Here we provide a more detailed overview of European regulations that specifically deal with nanomaterials in the industrial chemicals, biocides, food and feed, cosmetics, and (veterinary) medical areas. For other parts of the world, we provide a few examples of countries that include the nanomaterials in their chemical regulations, but we do not intend to provide an exhaustive list of all regulations around the world.

Europe

In Europe safety of industrial chemicals is regulated in the Regulation (EC) 1907/2006 Registration, Evaluation, Authorisation and Restriction of Chemicals (REACH). REACH addresses the production and use of chemical substances, and their potential impacts on both human health and the environment. In principle, REACH applies to all chemical substances; not only those used in industrial processes but also in our day-to-day lives, for example in cleaning products, paints as well as in articles such as clothes, furniture and electrical appliances.

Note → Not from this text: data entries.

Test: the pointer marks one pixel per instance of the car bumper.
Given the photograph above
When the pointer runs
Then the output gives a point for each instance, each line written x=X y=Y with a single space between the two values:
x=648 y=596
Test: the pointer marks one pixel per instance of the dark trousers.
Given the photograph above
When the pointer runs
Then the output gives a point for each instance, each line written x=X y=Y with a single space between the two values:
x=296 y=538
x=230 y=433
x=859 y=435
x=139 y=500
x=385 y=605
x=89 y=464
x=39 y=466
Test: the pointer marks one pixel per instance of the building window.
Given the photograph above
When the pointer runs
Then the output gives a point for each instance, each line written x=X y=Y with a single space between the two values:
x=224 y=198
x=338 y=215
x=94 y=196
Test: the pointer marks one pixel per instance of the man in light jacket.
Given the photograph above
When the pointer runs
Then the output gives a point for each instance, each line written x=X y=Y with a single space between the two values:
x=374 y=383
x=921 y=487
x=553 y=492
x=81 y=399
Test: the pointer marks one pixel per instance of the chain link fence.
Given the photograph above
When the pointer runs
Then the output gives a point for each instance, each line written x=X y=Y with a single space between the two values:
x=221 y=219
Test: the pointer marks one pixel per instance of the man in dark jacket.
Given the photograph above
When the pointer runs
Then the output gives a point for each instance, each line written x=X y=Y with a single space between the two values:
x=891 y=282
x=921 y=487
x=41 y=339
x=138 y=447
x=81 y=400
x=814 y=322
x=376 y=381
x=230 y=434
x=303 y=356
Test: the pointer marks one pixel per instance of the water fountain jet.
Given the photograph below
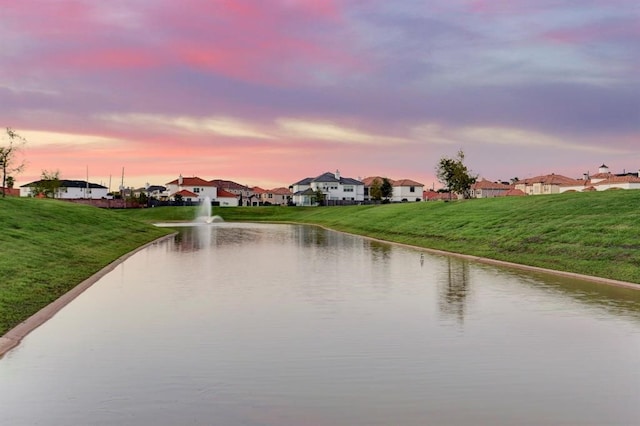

Since 2018 the European Regulation (EU) 2018/1881 amends the REACH regulation to address nanoforms. This includes additional requirements for substance identification as well as some further requirements to address the specifics of nanomaterials in their potential impacts on both human health and the environment.

The European Chemicals Agency (ECHA) provides guidance to support registrants to comply to the REACH regulation. Since 2012 this includes specific appendices to the guidance documents that support the registration of nanoforms of a substance and providing further information on their impacts on both human health and the environment. Guidance is regularly updated to include latest scientific progress and insights.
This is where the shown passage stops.